Lucy Kaplansky and Richard Shindell made themselves independent careers that have resulted in extensive discographies and recognition around the world. But put together, the two equal a sum much greater than the parts.
After singing together for 25 years, the two finally collaborated officially as the Pine Hill Project and recorded Tomorrow You’re Going over the past year. They’ll visit Syracuse with a Folkus Project-sponsored show on Friday, March 6, at May Memorial Unitarian Universalist Society.
The album features covers of songs that were put down live in the studio with the help of producer Larry Campbell (Bob Dylan, Levon Helm, B.B. King, Sheryl Crow) and a batch of A-list musicians. It was funded by a Kickstarter campaign that surpassed its $40,000 goal in the first 24 hours, ultimately raising more than $85,000.
“Kickstarter was so much work because it was so successful,” says Shindell, 54. “You promise things to people for donations, so you have to follow through. You have to be careful what you promise.”
Kaplansky, 55, adds, “We’re still fulfilling. We promised coffees with people. We have a bunch of those to do.”
The pair of musicmakers felt an instant connection when they first met. They were each working as successful musicians with their own respective projects when Shindell’s producer recommended Kaplansky’s voice for his 1992 album Sparrow’s Point. Once they heard each other in the studio, they found a powerful mutual respect.
They occasionally sang together over the years, but it was only two years ago that they decided to make an album. “We did a few shows together and they were so fun and we sounded so good together,” Kaplansky says. “I remember saying to him, ‘We really have a thing.’ In my mind, I was thinking, ‘We should do this.’”
So they raised money through the Kickstarter campaign and worked with Campbell at Applehead Recording in Woodstock. They brought in their own engineer, but musicians came naturally, some even by surprise. “The studio is like a clubhouse,” Shindell explains. “You go in with your buddies and mess around and have a great time and play some songs. It always ends too quickly.”
Kaplansky adds, “We recorded a whole lot of it live and it was so, so fun, about as fun as it gets. It comes out a little differently. You have a different energy when you do it live.”
The live atmosphere was a welcome change for Shindell, who had just finished the 2011 solo record 13 Songs You May or May Not Have Heard Before. “It was very obsessive in a detailed way,” he says. “It took two years. Coming into this record and doing it in a few weeks was such a pleasure. It’s not as perfect: It’s human. There is a lot of give and take, a lot of swing. A lot of things we didn’t correct. They’re not mistakes, but human imperfections. It breathes.”
Both Kaplansky and Shindell came to the table with ideas of covers, but many didn’t coalesce as they expected. “The idea was to record a bunch of songs we thought were great songs,” Kaplansky says. “There was no theme. But when we tried playing them, they weren’t killing us and they got put in the discard pile. At the last minute, Richard pulled out two or three ideas for new songs and then a theme came out. It was about people leaving, the end of something.”
They came up with the title Tomorrow You’re Going from the Dolly Parton track, “Making Plans,” and the songs finally came together as they had imagined. “It was an unconscious thing,” Kaplansky says. “The power of the unconscious! We didn’t even know.”

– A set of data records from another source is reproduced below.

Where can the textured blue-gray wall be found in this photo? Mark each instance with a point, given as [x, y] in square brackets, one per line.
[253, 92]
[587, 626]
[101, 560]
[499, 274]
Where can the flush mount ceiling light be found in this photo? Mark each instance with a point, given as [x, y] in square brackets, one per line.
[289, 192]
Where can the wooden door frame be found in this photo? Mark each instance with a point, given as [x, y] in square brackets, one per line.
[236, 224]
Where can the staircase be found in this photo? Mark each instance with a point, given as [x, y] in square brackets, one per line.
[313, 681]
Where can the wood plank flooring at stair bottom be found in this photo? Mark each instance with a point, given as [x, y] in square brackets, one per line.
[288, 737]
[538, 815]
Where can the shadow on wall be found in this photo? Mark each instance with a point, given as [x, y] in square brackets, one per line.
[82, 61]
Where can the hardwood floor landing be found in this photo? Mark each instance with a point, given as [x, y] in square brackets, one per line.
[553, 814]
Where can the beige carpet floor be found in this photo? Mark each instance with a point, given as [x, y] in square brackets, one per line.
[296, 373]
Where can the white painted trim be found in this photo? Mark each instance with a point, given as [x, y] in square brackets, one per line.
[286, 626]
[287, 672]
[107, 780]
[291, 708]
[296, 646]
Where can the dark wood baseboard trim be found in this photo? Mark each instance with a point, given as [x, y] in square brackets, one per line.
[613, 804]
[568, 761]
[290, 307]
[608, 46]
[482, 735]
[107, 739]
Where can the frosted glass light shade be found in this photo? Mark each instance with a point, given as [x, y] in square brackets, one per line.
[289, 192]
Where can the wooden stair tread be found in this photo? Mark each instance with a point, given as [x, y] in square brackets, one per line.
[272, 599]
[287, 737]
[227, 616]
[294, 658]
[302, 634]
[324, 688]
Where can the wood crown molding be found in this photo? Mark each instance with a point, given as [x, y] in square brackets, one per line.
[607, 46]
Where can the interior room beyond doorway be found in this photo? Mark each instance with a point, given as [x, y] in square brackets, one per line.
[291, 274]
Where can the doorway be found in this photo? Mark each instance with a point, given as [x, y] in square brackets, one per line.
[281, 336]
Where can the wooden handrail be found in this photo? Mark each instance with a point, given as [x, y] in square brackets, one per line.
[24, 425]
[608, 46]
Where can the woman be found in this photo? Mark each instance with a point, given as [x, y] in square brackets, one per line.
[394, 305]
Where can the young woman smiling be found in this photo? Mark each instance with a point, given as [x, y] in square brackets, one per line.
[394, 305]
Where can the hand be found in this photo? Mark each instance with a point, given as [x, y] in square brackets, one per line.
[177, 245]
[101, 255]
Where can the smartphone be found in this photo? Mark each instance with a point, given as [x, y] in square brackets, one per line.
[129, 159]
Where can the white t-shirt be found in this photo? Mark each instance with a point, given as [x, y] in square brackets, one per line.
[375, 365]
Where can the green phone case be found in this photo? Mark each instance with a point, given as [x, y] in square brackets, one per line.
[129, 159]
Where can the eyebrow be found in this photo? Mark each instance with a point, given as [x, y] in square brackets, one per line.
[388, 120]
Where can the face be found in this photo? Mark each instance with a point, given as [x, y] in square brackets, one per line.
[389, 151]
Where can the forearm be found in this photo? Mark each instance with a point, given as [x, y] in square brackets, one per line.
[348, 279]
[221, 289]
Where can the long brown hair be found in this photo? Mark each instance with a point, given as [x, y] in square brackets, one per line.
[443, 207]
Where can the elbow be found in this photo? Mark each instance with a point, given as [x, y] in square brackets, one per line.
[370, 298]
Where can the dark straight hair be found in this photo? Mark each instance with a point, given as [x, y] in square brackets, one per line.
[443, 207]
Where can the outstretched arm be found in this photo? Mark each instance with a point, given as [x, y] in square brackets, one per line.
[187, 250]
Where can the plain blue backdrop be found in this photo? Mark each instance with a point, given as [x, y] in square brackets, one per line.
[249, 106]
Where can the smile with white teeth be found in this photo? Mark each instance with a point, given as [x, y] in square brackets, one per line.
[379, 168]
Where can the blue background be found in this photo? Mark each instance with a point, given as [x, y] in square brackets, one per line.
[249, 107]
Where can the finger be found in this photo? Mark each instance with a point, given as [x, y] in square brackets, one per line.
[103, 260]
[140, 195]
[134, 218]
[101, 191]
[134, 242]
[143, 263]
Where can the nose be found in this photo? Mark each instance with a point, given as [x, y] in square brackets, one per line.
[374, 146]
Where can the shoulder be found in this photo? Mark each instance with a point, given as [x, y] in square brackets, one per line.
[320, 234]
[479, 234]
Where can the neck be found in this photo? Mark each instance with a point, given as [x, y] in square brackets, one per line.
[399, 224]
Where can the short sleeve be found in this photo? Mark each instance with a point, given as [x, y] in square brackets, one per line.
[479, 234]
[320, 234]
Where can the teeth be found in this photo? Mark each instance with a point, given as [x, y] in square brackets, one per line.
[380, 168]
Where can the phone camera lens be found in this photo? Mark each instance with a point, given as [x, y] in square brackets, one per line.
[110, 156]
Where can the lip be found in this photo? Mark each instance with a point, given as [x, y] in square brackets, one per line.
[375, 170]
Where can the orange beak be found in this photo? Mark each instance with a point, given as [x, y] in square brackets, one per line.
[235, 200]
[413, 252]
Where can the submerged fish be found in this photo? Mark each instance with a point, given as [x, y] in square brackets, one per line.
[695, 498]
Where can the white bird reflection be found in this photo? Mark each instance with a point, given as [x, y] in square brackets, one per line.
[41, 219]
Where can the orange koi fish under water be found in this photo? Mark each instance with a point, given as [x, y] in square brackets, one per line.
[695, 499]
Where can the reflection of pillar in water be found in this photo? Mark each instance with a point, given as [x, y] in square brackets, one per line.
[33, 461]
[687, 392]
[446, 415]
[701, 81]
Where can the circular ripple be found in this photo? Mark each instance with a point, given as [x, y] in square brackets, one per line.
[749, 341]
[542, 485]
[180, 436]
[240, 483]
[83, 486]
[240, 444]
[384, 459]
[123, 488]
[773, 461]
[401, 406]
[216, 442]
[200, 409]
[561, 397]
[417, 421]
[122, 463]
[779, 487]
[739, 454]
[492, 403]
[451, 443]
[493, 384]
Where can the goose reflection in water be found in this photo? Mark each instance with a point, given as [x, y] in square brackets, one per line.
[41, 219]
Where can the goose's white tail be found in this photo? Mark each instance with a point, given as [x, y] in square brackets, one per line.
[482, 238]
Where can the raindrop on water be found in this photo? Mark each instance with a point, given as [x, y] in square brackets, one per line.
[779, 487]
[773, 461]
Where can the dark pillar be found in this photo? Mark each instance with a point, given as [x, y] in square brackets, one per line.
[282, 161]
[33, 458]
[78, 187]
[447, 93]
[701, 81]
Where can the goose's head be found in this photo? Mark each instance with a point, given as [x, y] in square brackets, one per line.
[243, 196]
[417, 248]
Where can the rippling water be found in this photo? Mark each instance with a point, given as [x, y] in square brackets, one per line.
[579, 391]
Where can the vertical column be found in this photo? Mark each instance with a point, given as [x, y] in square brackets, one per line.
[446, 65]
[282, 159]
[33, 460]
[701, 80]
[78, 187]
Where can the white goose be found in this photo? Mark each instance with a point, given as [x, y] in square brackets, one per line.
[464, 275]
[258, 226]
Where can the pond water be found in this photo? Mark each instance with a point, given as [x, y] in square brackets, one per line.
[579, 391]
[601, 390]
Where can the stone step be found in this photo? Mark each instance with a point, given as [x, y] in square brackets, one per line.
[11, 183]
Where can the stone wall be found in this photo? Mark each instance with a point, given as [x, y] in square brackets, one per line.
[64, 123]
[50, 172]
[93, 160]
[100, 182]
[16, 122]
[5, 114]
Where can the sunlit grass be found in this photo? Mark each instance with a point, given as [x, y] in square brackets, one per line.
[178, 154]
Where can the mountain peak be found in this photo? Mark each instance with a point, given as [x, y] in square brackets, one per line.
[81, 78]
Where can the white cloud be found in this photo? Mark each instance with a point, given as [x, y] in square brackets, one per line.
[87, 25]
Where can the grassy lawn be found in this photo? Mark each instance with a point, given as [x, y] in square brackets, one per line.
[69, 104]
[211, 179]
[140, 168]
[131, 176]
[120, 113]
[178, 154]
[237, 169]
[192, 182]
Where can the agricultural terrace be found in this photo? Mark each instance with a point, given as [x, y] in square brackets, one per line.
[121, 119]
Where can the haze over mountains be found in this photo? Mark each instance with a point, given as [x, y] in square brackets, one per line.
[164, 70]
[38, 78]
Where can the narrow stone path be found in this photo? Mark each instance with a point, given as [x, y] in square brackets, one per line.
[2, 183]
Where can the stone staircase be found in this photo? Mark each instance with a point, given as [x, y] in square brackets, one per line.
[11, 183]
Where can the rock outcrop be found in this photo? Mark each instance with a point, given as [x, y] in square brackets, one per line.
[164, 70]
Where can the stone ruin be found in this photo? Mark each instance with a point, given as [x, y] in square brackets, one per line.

When the duo visits Syracuse, accompanied by Marc Schulman, they’ll perform many of those covers from the new album, due later this year, but will also tap into their large catalog of original material. “We’re both songwriters,” Shindell says. “People want to hear that. They want to hear new stuff, but stuff we’ve written, too.”
Kaplansky concludes, “When Richard and I first sang together, and ever since then, the way we sound together is a very unique thing. I’ve never heard anything like it in any other duo. It gives me so much happiness. It’s so gratifying. It is very special.”
Advice from the Artists
“You have to really love the song form from an early, early age. All of the most interesting examples of how a song gets put together should be something that fascinates you from the get-go. You have to be conversant and intimately acquainted with the ways people have written songs. Know that stuff, know where it came from.”
“There’s the elusive or very intangible thing called ‘talent’. One thing I say to people is that if you are talented, something will happen. People will talk about you. You will get gigs. You can try for 20 years, but if nothing has happened, maybe it’s not gonna happen. Maybe that’s a dark thing to say.”
The Pine Hill Project, featuring Lucy Kaplansky and Richard Shindell, performs Friday, March 6, 8 p.m., at May Memorial Unitarian Universalist Society, 3800 E. Genesee St. Tickets are $30. More information is available at folkus.org.